Assigning a System Identity
11
Private and Public Interfaces
The Bay Networks Extranet Switch provides secure access between your local
area network (LAN) and Public Data Networks like the Internet. Throughout
this document the term Private refers to the LAN within your corporation,
and the term Public refers to Public Data Networks. This concept is
important because the Public interface accepts only tunneled protocols, while
the Private interface accepts both regular (nontunneled) and tunneled
protocols. You must be careful to correctly configure each interface of the
Switch for proper network security.
The LAN port is configured to be Private by default. Bay Networks
recommends that you connect this interface to your corporate LAN.

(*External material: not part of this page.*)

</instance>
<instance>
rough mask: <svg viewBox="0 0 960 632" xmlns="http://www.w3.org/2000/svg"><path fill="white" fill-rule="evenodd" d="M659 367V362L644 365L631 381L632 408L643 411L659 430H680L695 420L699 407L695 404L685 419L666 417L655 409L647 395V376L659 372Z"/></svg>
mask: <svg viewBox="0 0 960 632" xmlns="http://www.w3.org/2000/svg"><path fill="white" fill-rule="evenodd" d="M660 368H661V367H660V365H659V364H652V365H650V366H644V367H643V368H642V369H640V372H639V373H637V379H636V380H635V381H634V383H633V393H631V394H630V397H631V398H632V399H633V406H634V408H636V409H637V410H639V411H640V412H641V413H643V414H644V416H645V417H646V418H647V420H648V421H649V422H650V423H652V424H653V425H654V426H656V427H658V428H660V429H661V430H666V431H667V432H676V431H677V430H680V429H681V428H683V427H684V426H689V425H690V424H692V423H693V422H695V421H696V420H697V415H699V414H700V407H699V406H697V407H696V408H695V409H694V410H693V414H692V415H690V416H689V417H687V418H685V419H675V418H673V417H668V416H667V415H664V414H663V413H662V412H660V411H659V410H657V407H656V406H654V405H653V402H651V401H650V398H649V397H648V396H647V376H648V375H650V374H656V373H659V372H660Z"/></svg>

Additional interfaces that are inserted into the expansion slots are set to
Public by default.
Private
Indicates that this interface is attached to the internal corporate LAN and
accepts regular networking protocols such as TCP/IP, FTP, HTTP, etc. The
Private interface also accepts tunneled protocols (e.g., IPsec, PPTP, L2TP,
and L2F) that can be used for secure management access to the Switch.
Public
Indicates that this interface is attached to a Public Data Network like the
Internet. The Switch rejects nontunneled protocols and only accepts tunneled
protocols like IPsec, PPTP, L2TP, and L2F. For diagnostic purposes, the
ability to PING the Public interface is also supported.